Je vous ai dit déjà bien des fois que de rechercher la souffrance et la douleur est une attitude morbide qu’il faut éviter, mais de fuir devant elle, par l’oubli, par un mouvement superficiel, léger, par le divertissement, est une lâcheté. Quand la douleur vient, c’est pour nous apprendre quelque chose. Plus vite nous l’apprenons, plus le besoin de la douleur diminue, et quand nous saurons le secret, il ne sera plus possible de souffrir, car ce secret-là vous révèle la raison, la cause, l’origine de la souffrance, et le moyen de passer au-delà.

Le secret, c’est d’émerger de l’ego, de sortir de sa prison, de nous unir au Divin, de nous fondre en lui, de ne permettre à rien de nous séparer de lui. Alors, une fois que l’on a découvert ce secret et qu’on le réalise dans son être, la douleur a perdu sa raison d’être et la souffrance disparaît. C’est un remède toutpuissant, non seulement dans les parties profondes de l’être, dans l’âme, dans la conscience spirituelle, mais aussi dans la vie et dans le corps.
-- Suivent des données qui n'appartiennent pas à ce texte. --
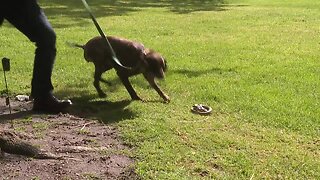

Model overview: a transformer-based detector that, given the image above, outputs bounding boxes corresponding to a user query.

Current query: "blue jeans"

[0,0,56,98]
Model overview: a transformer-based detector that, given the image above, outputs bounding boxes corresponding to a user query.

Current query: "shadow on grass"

[55,88,137,124]
[40,0,225,28]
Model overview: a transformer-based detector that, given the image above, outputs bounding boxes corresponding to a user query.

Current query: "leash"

[82,0,132,70]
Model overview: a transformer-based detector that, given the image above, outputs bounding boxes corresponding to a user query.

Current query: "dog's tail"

[66,41,84,49]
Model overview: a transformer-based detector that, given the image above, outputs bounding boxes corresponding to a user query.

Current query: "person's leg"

[3,0,67,111]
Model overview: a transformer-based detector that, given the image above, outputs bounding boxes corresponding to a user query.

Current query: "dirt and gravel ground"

[0,98,139,179]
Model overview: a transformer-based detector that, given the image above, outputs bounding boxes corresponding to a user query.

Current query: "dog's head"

[144,49,167,79]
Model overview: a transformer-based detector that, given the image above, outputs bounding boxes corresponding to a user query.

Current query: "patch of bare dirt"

[0,98,139,179]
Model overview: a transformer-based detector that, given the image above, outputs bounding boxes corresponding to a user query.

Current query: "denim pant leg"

[3,0,56,98]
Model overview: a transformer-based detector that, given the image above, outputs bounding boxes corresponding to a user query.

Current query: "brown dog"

[74,36,170,102]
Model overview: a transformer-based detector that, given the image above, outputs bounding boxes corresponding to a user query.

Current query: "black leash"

[82,0,132,70]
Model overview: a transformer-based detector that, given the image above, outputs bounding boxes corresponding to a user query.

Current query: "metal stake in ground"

[2,57,11,114]
[82,0,132,70]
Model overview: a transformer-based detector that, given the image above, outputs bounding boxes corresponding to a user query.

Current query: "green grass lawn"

[0,0,320,179]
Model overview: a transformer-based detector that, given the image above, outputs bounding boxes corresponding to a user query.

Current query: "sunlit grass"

[0,0,320,179]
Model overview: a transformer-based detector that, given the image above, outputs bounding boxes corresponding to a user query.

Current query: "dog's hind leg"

[93,68,106,98]
[117,73,142,100]
[143,74,170,102]
[100,76,112,86]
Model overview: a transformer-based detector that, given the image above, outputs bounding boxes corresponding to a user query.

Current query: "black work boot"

[32,94,72,113]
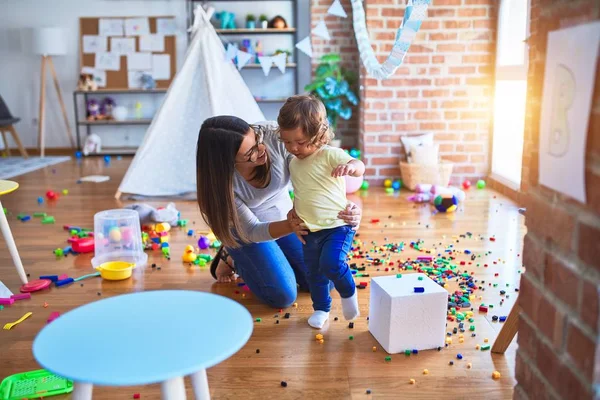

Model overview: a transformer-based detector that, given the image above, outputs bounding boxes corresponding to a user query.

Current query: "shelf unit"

[186,0,312,119]
[73,88,167,156]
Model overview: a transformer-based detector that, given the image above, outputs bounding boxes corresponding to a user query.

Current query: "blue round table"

[33,290,253,400]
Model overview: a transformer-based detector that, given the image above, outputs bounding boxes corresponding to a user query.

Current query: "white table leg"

[0,198,27,284]
[192,369,210,400]
[73,382,94,400]
[160,377,185,400]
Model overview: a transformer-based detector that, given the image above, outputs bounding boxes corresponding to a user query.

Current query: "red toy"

[69,237,94,253]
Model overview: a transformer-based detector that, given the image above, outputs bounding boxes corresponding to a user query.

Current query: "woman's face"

[235,128,268,166]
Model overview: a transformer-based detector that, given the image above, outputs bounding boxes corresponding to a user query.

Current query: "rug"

[0,157,71,179]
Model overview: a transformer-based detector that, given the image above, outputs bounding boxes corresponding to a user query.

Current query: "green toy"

[0,369,73,400]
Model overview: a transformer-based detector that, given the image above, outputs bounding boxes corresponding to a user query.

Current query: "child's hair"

[277,94,334,147]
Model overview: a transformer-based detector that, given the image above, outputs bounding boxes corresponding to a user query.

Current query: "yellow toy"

[181,245,198,263]
[96,261,135,281]
[156,222,171,233]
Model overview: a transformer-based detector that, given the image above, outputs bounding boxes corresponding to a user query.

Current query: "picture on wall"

[539,22,600,203]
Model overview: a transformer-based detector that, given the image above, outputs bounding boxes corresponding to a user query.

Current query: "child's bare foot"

[215,257,235,283]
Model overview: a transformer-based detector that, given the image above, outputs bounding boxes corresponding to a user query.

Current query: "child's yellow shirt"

[290,145,353,232]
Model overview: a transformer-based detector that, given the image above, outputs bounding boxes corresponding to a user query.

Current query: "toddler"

[277,95,365,329]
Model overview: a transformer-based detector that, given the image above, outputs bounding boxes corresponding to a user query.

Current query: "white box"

[369,273,448,354]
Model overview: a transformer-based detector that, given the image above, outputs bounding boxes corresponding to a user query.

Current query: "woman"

[196,116,361,308]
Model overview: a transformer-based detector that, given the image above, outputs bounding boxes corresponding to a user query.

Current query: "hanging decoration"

[352,0,431,79]
[271,53,287,74]
[258,57,273,76]
[327,0,348,18]
[296,36,312,57]
[312,20,331,40]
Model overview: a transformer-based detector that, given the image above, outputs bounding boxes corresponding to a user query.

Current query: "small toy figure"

[83,133,102,156]
[269,15,287,29]
[100,97,117,120]
[77,74,98,92]
[215,11,235,29]
[86,99,100,121]
[140,74,156,90]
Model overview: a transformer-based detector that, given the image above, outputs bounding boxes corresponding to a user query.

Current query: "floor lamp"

[33,28,75,157]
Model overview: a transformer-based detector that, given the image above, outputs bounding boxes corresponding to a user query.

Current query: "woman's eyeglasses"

[240,125,265,163]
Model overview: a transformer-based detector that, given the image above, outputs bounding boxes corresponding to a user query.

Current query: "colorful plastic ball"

[108,226,122,243]
[344,175,364,194]
[198,236,210,250]
[433,194,458,213]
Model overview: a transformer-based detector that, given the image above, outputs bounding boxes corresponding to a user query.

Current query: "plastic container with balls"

[92,209,148,268]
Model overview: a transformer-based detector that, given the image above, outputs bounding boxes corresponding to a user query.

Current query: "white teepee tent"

[116,6,265,198]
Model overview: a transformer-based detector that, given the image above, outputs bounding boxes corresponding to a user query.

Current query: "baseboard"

[487,176,523,205]
[0,147,77,156]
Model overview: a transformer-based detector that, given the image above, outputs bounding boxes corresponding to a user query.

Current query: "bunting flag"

[237,50,253,71]
[350,0,431,79]
[225,43,237,61]
[327,0,348,18]
[258,57,273,76]
[296,35,314,57]
[312,20,331,40]
[271,53,287,74]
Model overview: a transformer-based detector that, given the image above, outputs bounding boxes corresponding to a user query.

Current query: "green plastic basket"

[0,369,73,400]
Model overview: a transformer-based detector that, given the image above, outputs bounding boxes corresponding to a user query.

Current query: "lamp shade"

[32,28,67,56]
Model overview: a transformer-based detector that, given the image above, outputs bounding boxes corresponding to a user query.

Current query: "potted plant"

[258,14,269,29]
[304,53,358,131]
[246,14,256,29]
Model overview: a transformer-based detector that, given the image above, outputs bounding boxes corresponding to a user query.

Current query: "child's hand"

[331,163,356,178]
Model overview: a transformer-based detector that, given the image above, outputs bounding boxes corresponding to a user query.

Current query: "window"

[492,0,529,190]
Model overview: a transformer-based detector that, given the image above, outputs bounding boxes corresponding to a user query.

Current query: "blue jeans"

[304,225,356,312]
[226,234,309,308]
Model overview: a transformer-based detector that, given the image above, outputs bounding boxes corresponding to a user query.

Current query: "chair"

[0,96,29,158]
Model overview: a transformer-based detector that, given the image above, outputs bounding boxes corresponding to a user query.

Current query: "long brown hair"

[277,94,334,147]
[196,115,271,247]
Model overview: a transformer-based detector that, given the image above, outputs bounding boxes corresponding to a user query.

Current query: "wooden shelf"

[215,28,296,35]
[78,118,152,125]
[75,89,167,94]
[242,63,296,70]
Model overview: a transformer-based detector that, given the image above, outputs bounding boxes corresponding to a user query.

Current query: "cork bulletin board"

[79,16,177,90]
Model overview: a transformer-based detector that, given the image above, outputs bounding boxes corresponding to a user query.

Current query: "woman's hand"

[287,208,308,244]
[338,202,362,229]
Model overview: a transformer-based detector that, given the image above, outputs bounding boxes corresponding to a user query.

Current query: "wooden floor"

[0,157,525,400]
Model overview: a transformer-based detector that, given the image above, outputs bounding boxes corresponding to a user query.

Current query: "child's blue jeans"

[304,225,356,312]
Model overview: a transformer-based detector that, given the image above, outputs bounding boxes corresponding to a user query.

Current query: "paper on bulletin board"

[83,35,106,54]
[125,18,150,36]
[152,54,171,80]
[539,22,600,203]
[81,67,106,87]
[127,53,152,71]
[127,71,151,89]
[156,18,177,36]
[110,37,135,55]
[94,53,121,71]
[98,18,123,36]
[140,34,165,53]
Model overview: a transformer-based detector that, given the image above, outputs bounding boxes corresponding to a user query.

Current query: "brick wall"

[515,0,600,400]
[311,0,360,146]
[359,0,496,183]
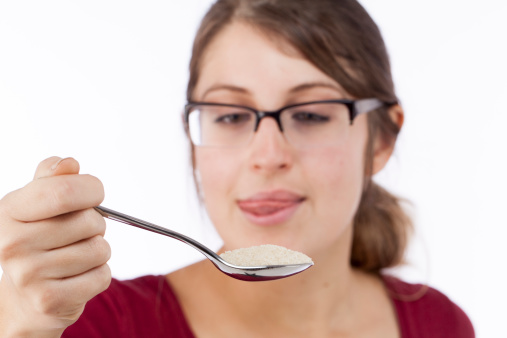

Il n’y a pas de maladie, il n’y a pas de désordre qui puisse résister à la découverte de ce secret et à sa mise en pratique, non seulement dans les parties supérieures de l’être, mais dans les cellules du corps.

Si l’on sait leur apprendre la splendeur qui est au-dedans d’elles, si l’on sait leur faire comprendre la réalité qui les fait être, qui leur donne l’existence, alors elles aussi, elles entrent dans l’harmonie totale, et le désordre physique qui produit la maladie s’évanouit comme tous les autres désordres de l’être.

Mais pour cela, il ne faut être ni lâche, ni craintif. Quand le désordre physique vient sur vous, il ne faut pas avoir peur; il ne faut pas le fuir, il faut lui faire face avec courage, tranquillité, confiance, certitude que la maladie est un mensonge et que si l’on se tourne entièrement, en pleine confiance, avec une complète tranquillité vers la Grâce divine, Elle s’installera dans ces cellules comme Elle s’installe dans les profondeurs de l’être, et les cellules elles-mêmes participeront à la Vérité et à la Joie éternelles.